Quanto è importante la fiducia reciproca tra gli operatori?
La fiducia deve essere totale. È vero che noi siamo un team, ma siamo anche una persona sola, perché ognuno si deve occupare totalmente del suo ruolo e dimenticarsi dell’altro. Ognuno deve avere una fiducia totale in quello che sta facendo il collega che gli sta a fianco e deve essere concentrato a portare a termine il suo di lavoro. Se uno sbaglia tutti pagano.
Vi è una frase che ricorda più di altre, che è stata a lei detta durante una missione?
Ci sono state molteplici missioni e tante frasi che le ricordano ma durante i miei otto anni in Medio Oriente feci una intossicazione di Inshallah che significa, se Dio vuole.
Avevate delle regole di ingaggio?
Chiaramente le regole d’ingaggio vi erano e venivano stabilite durante il briefing e si basavano su molteplici fattori, quale potava essere il Paese dove l’operazione si sarebbe svolta o il livello di zona di rischio, o ancora gli accordi nazionali e internazionali che vi erano tra gli Stati. In ogni caso il nostro obiettivo era quello di arrivare nel minor tempo possibile per neutralizzare il soggetto evitando che questo diventasse una vittima.
Dopo queste missioni cosa vi portavate a casa?
Nella nostra mente sicuramente tanta immondizia. Noi siamo tutti operatori formati e creati per fare questo. Il nostro lavoro non è semplice, per questo motivo non tutti fanno gli operatori di forze speciali e non tutti riescono a fare questo percorso.
Voi dovevate essere sempre disponibili per una nuova missione. In quanto tempo dovevate essere reperibili?

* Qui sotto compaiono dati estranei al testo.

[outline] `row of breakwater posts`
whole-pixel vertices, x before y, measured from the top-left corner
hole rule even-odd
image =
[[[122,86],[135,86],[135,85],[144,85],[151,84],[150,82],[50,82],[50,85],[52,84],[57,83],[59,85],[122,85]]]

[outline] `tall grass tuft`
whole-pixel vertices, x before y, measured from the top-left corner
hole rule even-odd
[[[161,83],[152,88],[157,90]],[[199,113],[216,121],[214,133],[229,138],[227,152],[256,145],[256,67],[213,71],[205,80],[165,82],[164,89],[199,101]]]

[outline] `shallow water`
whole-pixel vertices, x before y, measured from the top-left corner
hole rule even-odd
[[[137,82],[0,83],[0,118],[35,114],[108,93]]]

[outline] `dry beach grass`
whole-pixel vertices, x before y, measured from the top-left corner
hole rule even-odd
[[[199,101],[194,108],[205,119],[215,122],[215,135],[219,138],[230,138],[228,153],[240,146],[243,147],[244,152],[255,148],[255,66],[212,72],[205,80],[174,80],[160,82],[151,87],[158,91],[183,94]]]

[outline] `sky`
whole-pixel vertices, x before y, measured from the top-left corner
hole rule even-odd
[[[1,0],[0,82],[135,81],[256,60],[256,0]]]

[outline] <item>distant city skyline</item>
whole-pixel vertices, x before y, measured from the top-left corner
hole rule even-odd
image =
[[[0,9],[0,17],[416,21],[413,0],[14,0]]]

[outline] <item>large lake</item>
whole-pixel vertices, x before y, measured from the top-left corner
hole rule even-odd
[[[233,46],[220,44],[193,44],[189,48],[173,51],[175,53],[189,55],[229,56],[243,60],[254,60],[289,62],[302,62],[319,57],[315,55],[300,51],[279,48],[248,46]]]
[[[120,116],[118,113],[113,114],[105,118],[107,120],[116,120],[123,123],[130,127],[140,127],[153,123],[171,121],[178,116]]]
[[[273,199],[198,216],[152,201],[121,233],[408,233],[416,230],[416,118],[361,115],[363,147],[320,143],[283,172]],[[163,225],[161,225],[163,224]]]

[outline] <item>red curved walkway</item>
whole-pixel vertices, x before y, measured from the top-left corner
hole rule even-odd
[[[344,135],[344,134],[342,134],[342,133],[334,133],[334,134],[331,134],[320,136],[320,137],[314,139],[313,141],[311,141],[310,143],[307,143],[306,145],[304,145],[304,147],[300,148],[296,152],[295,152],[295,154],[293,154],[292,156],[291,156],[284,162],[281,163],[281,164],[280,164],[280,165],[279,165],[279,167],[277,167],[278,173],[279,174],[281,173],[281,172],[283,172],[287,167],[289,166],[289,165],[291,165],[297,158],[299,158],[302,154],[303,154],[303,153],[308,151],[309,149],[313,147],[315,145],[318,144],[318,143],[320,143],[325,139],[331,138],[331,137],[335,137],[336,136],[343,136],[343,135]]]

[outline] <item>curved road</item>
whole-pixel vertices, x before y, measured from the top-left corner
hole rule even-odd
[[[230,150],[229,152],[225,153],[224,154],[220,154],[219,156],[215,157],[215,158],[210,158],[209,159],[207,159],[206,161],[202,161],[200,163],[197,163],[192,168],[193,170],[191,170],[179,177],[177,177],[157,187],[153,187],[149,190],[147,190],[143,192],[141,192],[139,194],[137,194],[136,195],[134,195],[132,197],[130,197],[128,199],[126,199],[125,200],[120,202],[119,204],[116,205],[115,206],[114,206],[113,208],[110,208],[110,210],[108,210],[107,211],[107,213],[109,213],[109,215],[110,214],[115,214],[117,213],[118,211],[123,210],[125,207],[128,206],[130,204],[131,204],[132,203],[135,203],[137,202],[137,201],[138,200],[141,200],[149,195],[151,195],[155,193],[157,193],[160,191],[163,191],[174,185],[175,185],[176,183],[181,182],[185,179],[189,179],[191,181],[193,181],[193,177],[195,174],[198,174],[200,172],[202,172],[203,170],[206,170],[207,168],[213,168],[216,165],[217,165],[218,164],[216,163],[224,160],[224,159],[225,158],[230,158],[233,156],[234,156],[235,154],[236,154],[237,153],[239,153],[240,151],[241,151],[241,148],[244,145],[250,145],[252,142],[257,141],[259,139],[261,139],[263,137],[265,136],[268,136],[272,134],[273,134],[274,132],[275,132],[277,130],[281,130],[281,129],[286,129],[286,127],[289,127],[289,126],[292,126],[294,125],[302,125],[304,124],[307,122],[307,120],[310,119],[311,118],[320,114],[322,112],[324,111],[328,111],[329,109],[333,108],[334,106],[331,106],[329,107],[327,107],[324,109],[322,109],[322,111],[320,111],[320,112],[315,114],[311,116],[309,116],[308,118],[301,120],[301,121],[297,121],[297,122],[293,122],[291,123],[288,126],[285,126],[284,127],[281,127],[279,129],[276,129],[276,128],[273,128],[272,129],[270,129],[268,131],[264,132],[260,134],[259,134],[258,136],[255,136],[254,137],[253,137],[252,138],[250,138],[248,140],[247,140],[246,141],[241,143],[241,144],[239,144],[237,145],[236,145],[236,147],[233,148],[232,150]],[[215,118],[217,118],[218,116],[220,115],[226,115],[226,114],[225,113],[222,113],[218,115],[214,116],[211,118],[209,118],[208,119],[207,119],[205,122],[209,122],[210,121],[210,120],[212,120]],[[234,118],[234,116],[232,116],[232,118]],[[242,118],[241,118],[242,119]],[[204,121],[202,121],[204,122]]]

Avevamo più o meno trenta minuti di reperibilità per arrivare alla base e da lì poi, si svolgeva il briefing per l’operativo. Il discorso cambiava se uno si trovava in ferie o in licenza. In quel caso se c’era un operativo bisognava rientrare subito, e il tutto ovviamente in totale segretezza.
Vi è una missione che le ha lasciato l’amaro in bocca?
Potrei dire che ve ne sono state varie ma sicuramente la risposta più corretta, riguarda tutte le missioni dove si è dovuto aprire fuoco e ancora peggio, a volte purtroppo con vittime.
Per la sua esperienza qual è il sacrificio più grande di questo lavoro?
Sacrificare in molti casi la vita familiare. Dare priorità del quale altri non terrebbero nemmeno conto. Vivere una vita più sacrificata ma piena di grandi soddisfazioni.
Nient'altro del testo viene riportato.